Do it yourself AN EXPERT GUIDE
Taking on your first project can be a big step, so experienced customiser Adam Kay of Untitled Motorcycles shares his top tips to getting started
Afew years ago Adam Kay decided it was time for a change, so with the help of friendly mechanic Rex he set about customising his first bike – a BMW R80. Looking back it’s a little crude compared to his latest creations but Midlife Crisis (as it became known) set Adam down the path to being a full-time bike builder. The friendly mechanic is now his business partner and together they run Untitled Motorcycles in London, which has been so successful it’s spawned another workshop in LA and they’ve produced over 50 custom bikes. These are his tips to success when customising a bike.
Choose your model carefully
“Little bikes aren’t always easier to work on, so don’t be afraid of jumping straight in with a big Guzzi or something. BMWS are popular because of the removable subframe. You can even buy aftermarket subframes, seats, mudguards etc and customise a bike over a weekend. That said, steer clear of the K-series BMWS unless you like working on cars.
“You have to be careful with some modern bikes like KTMS and Ducatis as the steel in the trellis frames has been treated, so if you start welding it willy nilly you can make the frame go really brittle.”
Buy a decent runner
“I always say to people when they come to us, get the best bike you can to start. Whatever you do don’t buy a box of bits because you don’t know what you’ve got – you could be missing something that’s impossible to find, or costs a fortune to replace. If it has an MOT when you get it, you can also ride it first.
“Before we start customising bikes we tell people to ride them for a few months beforehand, so that they know what it is they want to change.
“You might also find little mechanical things that need doing too, so you can start learning about how to fix the bike before you cut it up. It’s one thing being able to make it look pretty, but it’s another to know how to make it mechanically sound.”
Set a budget and timeline
“Decide how much you want to spend and map
the build out. It’s so easy to spend a bit of cash here and there without really noticing. But it all adds up and before you know where you are, you’ve spent a fortune that you might not get back.

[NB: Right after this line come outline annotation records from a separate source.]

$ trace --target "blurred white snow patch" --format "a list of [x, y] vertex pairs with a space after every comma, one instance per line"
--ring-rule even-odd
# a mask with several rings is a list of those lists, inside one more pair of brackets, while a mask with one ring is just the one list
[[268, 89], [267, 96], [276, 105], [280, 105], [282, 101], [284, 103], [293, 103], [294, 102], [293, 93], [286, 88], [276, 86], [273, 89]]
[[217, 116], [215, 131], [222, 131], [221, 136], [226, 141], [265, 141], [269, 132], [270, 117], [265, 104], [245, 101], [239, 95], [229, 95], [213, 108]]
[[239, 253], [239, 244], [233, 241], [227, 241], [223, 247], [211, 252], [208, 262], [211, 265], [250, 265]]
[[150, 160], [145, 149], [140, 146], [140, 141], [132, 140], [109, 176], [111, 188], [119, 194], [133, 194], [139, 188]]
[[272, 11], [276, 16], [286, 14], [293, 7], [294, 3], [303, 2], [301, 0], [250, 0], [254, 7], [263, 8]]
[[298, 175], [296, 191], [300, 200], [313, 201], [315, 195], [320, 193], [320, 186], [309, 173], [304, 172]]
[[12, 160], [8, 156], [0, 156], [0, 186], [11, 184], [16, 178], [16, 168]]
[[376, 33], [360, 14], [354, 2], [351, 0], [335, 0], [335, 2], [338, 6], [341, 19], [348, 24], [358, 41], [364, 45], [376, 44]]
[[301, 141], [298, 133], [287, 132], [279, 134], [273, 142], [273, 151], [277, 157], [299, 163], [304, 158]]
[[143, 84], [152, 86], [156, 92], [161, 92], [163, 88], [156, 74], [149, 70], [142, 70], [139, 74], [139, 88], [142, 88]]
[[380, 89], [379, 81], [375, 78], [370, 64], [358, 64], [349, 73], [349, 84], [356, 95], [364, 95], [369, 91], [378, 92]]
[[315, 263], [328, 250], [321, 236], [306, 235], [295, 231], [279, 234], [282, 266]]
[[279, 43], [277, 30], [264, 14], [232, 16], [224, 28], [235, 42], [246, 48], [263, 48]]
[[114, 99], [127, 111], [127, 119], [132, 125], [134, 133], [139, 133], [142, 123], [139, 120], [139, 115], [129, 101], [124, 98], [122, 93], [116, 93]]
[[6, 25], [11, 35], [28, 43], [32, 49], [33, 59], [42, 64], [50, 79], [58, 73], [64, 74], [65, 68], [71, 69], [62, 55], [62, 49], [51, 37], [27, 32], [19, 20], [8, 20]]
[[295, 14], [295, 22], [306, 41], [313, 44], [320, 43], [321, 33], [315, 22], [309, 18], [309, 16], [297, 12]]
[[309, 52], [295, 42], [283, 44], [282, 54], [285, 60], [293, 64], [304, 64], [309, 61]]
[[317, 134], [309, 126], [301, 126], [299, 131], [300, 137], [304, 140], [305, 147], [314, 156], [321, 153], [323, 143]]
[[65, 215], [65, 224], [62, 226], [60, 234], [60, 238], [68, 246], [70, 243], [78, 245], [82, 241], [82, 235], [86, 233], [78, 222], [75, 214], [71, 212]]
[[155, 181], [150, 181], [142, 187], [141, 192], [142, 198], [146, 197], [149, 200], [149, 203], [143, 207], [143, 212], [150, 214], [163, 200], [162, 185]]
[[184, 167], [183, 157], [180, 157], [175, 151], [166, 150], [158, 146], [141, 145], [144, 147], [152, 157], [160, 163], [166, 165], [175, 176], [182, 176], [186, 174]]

“When I customised my first bike I would come into the workshop a few days a week and I did it bit by bit over eight months. Ideally you need to take the bike off the road, rather than do one bit, then ride it, then another bit. It saves you time and money in the long run because you might change the bars, then decide you want to change the yoke, so all those new bits have to come off again. The other key part of this is ideally having another bike to get yourself around on, which means you’re not rushing to finish it so you can ride to work on Monday morning.
Take it slowly
“When you get a new bike it’s tempting to rip into it and end up with a jumbled up box of bits. Whenever you take anything apart, photograph every single step. If it’s coming off the bike, bag it up and label the bag. If you’re taking apart a loom, label every single wire. All this stuff might sound a faff and it does slow you down, but that’s no bad thing. In the long run it’s quicker too, as you won’t be working out how to reassemble your crank from a grainy photo in an old Haynes manual.”
Go forwards not backwards
“Sometimes I see people who’ve put drum brakes on a fairly fast modern bike and I think ‘What the hell are you doing?’ – it might look beautiful but you can’t ride it to its full potential. You can buy lovely master cylinders and greatlooking reservoirs these days. Even some mundane ones polished up look nice – we use the master cylinder from an SV650 on a lot of our bikes.

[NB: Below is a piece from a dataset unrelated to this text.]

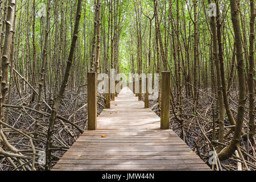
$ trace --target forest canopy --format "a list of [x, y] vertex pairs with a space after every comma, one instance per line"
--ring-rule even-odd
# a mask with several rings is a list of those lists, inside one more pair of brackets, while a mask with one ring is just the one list
[[[170, 128], [213, 169], [255, 170], [255, 14], [254, 0], [0, 0], [0, 171], [52, 168], [86, 130], [87, 73], [111, 69], [170, 72]], [[159, 93], [138, 96], [160, 115]]]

“Also don’t put those tubes on instead of the reservoir. If you work out how much you actually need, it would be two feet long. When the fluid heats up it expands and it will hit the end of that tube and put your brakes on. Lastly – fit good tyres. Firestones may look cool but they’re terrible to ride.”
Give it to an expert
“Sometimes the best policy is knowing when to stop. If you’re unsure about something, stop and take it to a professional. Welding is the other one – anyone can weld, but badly. MIG seems easy as it’s almost like a glue gun but people don’t like the welds, so they grind it back to make it look pretty and there’s nothing left holding it together. Next thing you know, the lovely hoop you’ve welded on snaps off and it (along with your passenger are sat in the road).”